SOUTH AFRICA STILL LICKING ITS WOUNDS FROM INJUSTICES OF THE PAST

It's been 22 years since the birth of democracy and South Africa is still licking its wounds in an attempt to seal the injustices of the past.

This year, the country experienced evidence of racial spats on social media, resulting in tensions.

Some are of the view that very little has been done to address racial issues. Incidents like that of Penny Sparrow, a Durban real estate agent who referred to black people as monkeys, soon came under the spotlight.

Many people are concerned about what happens next, whether this could have been the beginning of another war or the last kicks of a dying horse.

"I'm very afraid things are getting worse now, things aren't the same here anymore, it scares me a lot cause I'm thinking now what's happening next," says one person.

"I feel that South Africa is going to head to civil war, rights are taken for granted now so I think it's going downhill," another person says.

"I hope racism becomes a thing of the past because I really don't believe in it all; we all got to learn to live together and have a fantastic country and we need to do things right," adds another person.

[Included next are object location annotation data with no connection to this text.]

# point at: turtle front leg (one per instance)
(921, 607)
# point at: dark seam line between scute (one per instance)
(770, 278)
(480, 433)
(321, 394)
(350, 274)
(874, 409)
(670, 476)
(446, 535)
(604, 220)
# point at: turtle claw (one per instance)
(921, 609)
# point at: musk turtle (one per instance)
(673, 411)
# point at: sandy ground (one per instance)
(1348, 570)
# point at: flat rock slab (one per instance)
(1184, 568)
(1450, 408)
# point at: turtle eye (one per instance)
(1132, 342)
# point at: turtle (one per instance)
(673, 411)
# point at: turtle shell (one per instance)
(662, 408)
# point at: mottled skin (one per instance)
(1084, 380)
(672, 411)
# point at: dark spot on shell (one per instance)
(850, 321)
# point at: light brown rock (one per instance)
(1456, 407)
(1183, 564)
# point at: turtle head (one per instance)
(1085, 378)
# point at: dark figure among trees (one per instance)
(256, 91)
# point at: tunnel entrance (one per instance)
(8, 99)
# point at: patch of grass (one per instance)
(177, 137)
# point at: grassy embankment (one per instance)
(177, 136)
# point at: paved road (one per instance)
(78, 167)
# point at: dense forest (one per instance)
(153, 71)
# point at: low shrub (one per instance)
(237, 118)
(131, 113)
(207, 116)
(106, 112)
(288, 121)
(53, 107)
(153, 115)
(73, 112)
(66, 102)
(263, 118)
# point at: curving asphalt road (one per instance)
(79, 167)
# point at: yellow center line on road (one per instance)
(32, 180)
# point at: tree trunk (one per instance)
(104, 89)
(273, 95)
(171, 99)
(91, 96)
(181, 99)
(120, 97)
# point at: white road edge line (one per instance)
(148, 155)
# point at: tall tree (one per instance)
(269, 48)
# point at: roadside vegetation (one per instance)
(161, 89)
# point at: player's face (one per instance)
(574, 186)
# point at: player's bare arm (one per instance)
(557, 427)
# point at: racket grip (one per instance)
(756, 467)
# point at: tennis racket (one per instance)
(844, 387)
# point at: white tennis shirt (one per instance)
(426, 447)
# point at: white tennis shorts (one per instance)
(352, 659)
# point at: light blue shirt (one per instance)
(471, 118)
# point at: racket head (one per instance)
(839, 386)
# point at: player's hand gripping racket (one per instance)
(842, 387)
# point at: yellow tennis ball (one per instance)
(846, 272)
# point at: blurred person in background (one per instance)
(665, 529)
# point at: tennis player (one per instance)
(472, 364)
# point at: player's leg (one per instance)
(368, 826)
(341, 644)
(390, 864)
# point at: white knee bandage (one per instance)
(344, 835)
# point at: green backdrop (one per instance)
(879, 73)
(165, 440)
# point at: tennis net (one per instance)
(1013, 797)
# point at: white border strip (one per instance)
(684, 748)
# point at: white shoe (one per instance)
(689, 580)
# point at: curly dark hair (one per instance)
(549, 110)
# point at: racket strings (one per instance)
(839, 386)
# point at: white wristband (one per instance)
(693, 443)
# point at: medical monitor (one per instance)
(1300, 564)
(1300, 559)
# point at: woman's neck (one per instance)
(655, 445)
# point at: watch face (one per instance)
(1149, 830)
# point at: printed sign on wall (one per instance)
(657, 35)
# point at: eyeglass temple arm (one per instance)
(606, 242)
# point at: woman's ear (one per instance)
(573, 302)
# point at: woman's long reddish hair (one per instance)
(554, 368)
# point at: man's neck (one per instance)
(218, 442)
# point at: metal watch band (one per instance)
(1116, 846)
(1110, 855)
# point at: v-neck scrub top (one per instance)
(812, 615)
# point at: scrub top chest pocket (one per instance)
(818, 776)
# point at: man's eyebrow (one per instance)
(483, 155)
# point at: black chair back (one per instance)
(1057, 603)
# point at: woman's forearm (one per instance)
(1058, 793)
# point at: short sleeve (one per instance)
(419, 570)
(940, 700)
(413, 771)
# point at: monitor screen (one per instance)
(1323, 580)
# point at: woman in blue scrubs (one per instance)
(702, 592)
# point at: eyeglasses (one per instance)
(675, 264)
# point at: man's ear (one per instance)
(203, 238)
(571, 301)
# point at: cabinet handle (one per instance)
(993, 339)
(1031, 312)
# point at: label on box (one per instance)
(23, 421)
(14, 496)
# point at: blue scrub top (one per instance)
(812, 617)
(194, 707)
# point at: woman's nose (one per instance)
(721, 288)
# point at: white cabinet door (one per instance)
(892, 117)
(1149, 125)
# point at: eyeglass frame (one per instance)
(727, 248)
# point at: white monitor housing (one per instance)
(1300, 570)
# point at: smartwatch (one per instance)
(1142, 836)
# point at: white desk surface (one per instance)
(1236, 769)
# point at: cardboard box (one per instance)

This year has also seen a number of protests by youth, predominantly students who were calling for a review of policies concerning the code of conduct especially with regards to black hair. That soon spread across provinces with the Eastern Cape's former model C schools, Lawson Brown and Collegiate High, finding themselves in a position to review some rules and forced to consider amendments.

Eastern Cape Province education department spokesperson Malibongwe Mtima says their primary objective is to see transformation and equality in every school.

"We have done some advocacy programmes that have yielded positive results because now even learners are able to say this school policy that was adopted by our parents is wrong because it's not reflective of what we want it to be. In essence it favours a certain race over another, for us it's an indication that the advocacy program that we were doing to ask parents participate meaningfully, to ask learners to be involved through the SRC is yielding positive results."

The Communications Co-ordinator at the South African Human Rights Commission, Gushwell Brooks, says they've seen an alarming escalation of racial incidents. He says people seem to have forgotten the true meaning of democracy.

"The South African human rights commission obviously marks with great concern the escalation in number of incidents of racism and hate speech via social media and through other means as well and there's actually a number of cases that we've dealt with," says Brooks.

"It is important to raise the fact that South Africa's democracy, constitutional democracy more specifically was built on the notion of acceptance and reconciliation and therefore the commission is very much disturbed by the fact that we seeing escalation in these types of racist incidents."

The Justice and Correctional Services Ministry says it's looking into ways of amending the Constitution to ensure that cases of racism are dealt with and justice is served.

Ministry Spokesperson Mthunzi Mhaga says: "The problem with equality courts is that it does not lead to one getting a criminal record, you only get serial remedy or you get to pay, now that's why we introduce the Hate Crimes and Hate Speech Bill because then it criminalises the act and given the escalating rate at which they are now, it's important for us to then go out to the people and get their views so that we get a collective wisdom which will then inform the final deal when it's presented to Parliament."

Despite the mixed reactions and fears of the people, it is clear that they all have one thing in common -- to see South Africa transform into a country that sees no colour, where everyone lives in harmony and peace.